Comparison of macroeconomic simulation models, particularly agent-based models (ABM), with more traditional approaches such as VAR and DSGE models has long been identified as a problematic issue in the literature. First of all, this is because many such simulations have been developed following the great recession with a clear aim to inform policy, and secondly because the methodological tools required for validating these models on empirical data are still in their infancy.

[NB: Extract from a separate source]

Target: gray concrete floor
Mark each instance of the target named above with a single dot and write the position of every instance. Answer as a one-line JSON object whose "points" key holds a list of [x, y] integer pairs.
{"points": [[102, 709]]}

The paper aims to address this issue by developing and testing a comparison framework for macroeconomic simulation models based on a multivariate extension of the univariate Markov Information Criterion (MIC) originally developed in Barde (2017). The MIC is designed to measure the informational distance between a set of models and some empirical data by mapping the simulated data to the markov transition matrix of the underlying data generating process, and is proven to perform optimally (i.e. the measurement error has a zero expectation) for all models reducible to a markov process. As a result, not only can the MIC provide a measure of distance solely on the basis of simulated data, but it can do it for a very wide class of data generating processes.
The paper first presents the strategies adopted to address the computational challenges that arise from extending the methodology to multivariate settings and validates the extension on VAR and DGSE models. In a second part, the paper carries out a comparison of the benchmark ABM of Caiani et al. (2016) and the DGSE framework of Smets and Wouter (2007), which to our knowledge, this is the first direct comparison between a macroeconomic ABM and a DGSE model.